The asteroid 2004 BL86 which streaked past the earth at 35,000 mph last night was so large it had its own moon, US space agency Nasa has revealed.
The 320m-wide asteroid missed the earth by 1.2 million km, or three times further away than the moon - a whisker, in astronomical terms. It was close enough for amateur astronomers to be able to take photographs. Nasa's own powerful telescopes discovered it had its own tiny moon just 70m wide.
2004 BL86 won't pass this way for another 200 years, but scientists warn there are several other large asteroids heading this way which may come closer. In 2027, 1999 AN10 will come as close as one lunar distance. At 792 - 1772m in diameter, a collision with earth would cause similar devastation to the asteroid which wiped out the dinosaurs 65 million years ago.

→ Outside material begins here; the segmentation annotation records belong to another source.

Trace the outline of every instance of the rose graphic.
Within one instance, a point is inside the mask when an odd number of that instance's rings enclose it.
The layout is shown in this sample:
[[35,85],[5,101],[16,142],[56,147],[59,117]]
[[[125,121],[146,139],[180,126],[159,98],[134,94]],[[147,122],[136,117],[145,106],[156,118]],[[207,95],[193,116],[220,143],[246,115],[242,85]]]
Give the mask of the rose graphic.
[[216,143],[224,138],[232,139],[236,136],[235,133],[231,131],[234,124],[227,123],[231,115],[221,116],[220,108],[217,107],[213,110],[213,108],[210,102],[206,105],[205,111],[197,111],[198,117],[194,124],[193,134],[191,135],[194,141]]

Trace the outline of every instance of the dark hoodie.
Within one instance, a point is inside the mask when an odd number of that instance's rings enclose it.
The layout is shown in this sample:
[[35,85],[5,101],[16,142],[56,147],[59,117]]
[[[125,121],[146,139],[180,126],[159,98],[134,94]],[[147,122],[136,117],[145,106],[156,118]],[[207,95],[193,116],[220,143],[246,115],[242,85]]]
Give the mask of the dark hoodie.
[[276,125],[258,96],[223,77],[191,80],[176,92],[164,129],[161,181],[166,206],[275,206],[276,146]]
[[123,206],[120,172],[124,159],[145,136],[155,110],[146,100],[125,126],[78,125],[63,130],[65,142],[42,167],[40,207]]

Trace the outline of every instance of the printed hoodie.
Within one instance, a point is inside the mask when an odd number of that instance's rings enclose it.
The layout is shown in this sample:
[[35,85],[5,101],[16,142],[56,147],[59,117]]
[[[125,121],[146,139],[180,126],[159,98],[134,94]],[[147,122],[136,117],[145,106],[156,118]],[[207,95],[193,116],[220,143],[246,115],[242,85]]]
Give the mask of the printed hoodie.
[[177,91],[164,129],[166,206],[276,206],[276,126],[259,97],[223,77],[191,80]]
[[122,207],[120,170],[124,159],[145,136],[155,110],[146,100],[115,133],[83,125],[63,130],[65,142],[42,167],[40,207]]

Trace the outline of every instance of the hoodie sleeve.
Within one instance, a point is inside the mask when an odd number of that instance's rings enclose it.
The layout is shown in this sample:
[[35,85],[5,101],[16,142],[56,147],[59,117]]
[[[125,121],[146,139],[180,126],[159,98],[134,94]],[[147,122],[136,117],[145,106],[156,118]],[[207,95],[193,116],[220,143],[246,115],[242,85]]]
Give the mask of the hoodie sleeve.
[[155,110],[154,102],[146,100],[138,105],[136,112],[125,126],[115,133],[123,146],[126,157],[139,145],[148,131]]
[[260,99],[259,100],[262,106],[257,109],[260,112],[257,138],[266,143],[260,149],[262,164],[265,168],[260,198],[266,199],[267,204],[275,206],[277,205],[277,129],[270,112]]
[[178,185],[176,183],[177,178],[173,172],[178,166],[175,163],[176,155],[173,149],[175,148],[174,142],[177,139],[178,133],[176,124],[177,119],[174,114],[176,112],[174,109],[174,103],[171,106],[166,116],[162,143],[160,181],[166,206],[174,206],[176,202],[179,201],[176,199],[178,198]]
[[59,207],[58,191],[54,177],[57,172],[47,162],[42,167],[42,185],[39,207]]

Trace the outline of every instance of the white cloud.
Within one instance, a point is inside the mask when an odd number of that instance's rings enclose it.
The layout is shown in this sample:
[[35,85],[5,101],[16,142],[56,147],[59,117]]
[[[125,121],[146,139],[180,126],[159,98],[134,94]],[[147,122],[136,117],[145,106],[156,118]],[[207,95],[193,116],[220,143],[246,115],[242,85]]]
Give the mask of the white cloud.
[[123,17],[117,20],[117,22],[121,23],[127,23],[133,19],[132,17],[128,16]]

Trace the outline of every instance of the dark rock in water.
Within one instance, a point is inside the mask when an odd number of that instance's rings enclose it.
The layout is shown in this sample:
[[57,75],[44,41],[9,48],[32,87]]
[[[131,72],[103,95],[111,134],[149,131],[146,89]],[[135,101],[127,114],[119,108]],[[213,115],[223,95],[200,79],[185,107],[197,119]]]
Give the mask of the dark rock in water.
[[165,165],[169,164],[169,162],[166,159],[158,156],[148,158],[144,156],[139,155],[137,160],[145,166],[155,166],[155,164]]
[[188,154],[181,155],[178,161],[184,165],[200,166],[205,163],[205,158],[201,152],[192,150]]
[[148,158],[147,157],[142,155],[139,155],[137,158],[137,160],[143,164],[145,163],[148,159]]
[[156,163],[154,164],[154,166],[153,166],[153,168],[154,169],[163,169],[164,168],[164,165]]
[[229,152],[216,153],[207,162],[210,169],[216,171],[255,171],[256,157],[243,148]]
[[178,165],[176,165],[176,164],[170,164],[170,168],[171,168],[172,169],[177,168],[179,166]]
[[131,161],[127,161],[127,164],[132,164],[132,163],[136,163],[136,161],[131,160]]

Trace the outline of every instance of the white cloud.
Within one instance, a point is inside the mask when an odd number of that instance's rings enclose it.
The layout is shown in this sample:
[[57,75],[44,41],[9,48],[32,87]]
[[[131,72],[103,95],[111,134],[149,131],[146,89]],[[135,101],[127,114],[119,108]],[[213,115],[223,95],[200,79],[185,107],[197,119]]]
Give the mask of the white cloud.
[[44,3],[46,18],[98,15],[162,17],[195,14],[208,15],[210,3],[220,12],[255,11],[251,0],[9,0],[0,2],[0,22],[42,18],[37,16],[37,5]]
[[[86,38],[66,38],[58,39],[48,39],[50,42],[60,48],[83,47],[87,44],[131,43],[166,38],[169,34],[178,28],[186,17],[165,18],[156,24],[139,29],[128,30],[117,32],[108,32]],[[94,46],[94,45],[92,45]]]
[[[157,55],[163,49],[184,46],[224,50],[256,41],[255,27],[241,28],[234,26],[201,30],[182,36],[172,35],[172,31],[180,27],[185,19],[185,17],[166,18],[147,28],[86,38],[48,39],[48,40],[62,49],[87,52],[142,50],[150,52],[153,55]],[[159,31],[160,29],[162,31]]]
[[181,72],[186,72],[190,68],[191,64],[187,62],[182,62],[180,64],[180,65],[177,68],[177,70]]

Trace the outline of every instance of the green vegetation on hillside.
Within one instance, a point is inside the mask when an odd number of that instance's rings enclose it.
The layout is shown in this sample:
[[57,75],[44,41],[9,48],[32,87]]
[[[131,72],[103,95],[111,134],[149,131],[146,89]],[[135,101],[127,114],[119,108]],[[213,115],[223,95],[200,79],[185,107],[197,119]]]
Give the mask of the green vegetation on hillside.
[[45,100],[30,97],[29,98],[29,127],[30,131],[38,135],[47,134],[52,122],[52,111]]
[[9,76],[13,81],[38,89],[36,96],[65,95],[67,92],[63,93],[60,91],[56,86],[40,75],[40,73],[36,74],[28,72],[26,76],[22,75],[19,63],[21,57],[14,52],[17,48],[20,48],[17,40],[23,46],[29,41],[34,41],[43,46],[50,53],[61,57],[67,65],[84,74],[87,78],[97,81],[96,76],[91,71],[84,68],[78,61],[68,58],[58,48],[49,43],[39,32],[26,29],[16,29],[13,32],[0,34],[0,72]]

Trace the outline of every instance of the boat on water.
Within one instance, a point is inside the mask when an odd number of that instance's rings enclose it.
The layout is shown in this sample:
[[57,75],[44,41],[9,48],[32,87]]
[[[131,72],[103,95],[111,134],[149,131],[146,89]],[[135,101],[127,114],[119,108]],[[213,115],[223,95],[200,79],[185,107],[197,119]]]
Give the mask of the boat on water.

Nasa believe there is a tiny chance 1999 AN10 could impact with the earth on its next orbit in 2046. "The probabilities of impact (are) on the order of one chance in 500,000 for 2044, and one chance in five million for 2046. These odds of collision are larger than those for any other object, but they are still less than one hundredth the chance of an undiscovered asteroid of equivalent size striking the Earth sometime before 2044."
Nasa is tracking around 11,000 asteroids thought large enough to do real damage to the earth and none are thought to be of immediate concern - however they admit they only know about 98% of them. Around 200 huge asteroids could still be heading our way, and some politicians and scientists believe we should invest more to ensure we can deal with any that pop up out of the blue.
However most scientists find asteroids more fascinating than dangerous. Don Yeomans, retired manager of NASA's Near Earth Object Programme Office, says: "Asteroids are something special. Not only did asteroids provide Earth with the building blocks of life and much of its water, but in the future, they will become valuable resources for mineral ores and other vital natural resources.
"They will also become the fuelling stops for humanity as we continue to explore our solar system. There is something about asteroids that makes me want to look up."